Due Date (before class)
Paper
Sections to Read, Suggestions for Questions to Address
January 14
Stonebraker's blog on "Big Data" (csenetid, uwnetid)
January 21
PAX Paper (csenetid, uwnetid)
Sections 1-4 only
January 28
Join processing in database systems with large main memories (csenetid, uwnetid)

Sections 1,2 only

  • What is the "fudge factor"?
  • The main memory hash-join algorithm (called classic hashing in the paper) stores one relation in main memory. What happens to the algorithm if the amount of main memory is smaller than the size of the relation?
  • What is grace-hash-join?
  • What is hybrid-hash-join?
February 4
Stonebraker's blog on MapReduce v.s. Relational Databases (csenetid, uwnetid)
Add a short comment to the review of the main paper
MapReduce (csenetid, uwnetid)

Sections 1,2,3,4 only. To answer the questions below you may need to do Homework 3 first.

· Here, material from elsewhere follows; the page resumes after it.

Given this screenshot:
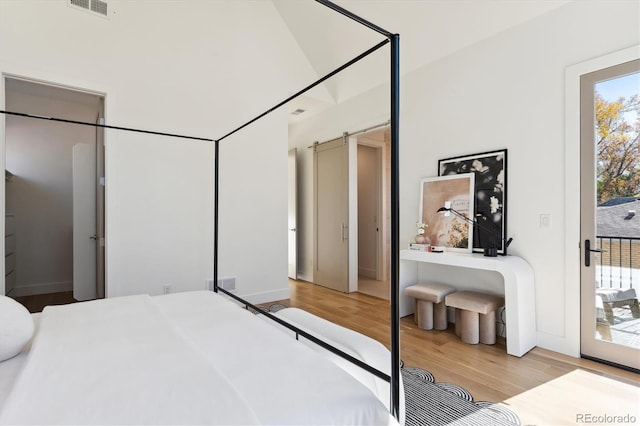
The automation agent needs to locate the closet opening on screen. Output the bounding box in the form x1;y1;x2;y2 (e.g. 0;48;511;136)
3;76;105;312
357;127;390;300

  • What is the difference between a map job and a map task?
  • How is the number of map tasks determined? How is the number of reduce tasks determined?
  • What are the pros/cons in choosing a large/small number of map tasks and reduce tasks?
  • A reduce task has three phases: copy, sort, and reduce. Which of these phases may be started while the map tasks are still running, and which phases cannot be started until all map tasks have completed?
Optional reading: Mining of Massive Datasets, by Rajaraman and Ullman

Sections 2 only.

February 11

What goes around comes around (csenetid, uwnetid)

Sections 1, 2, 3, 4, 8, 9, 10, 11 (in other words, skip 5-7)
February 25
The Declarative Imperative (csenetid, uwnetid)

Sections 1,2,3 only

  • What is the urgency of parallelism?
  • How does the datalog approach to parallelism differ from other approaches?
  • What are the three types of rules in Dedalus? See Fig. 1.
March 11
Stonebraker's blog on NoSQL (csenetid, uwnetid)
Add a short comment to the review of the main paper
Column-store Databases (csenetid, uwnetid)

Sections 1, 2, 4 (read 4.1, 4.4., 4.5, skim over the others)

  • What are the main tradeoffs in column-store databases (i.e. when are they better, and when are they worse than row-oriented databases)?
  • What is the advantage of compression in databases?
  • What is "late materialization"?
  • Explain this statement: "compared to 1980 disk I/O looks 100 times slower to the CPU".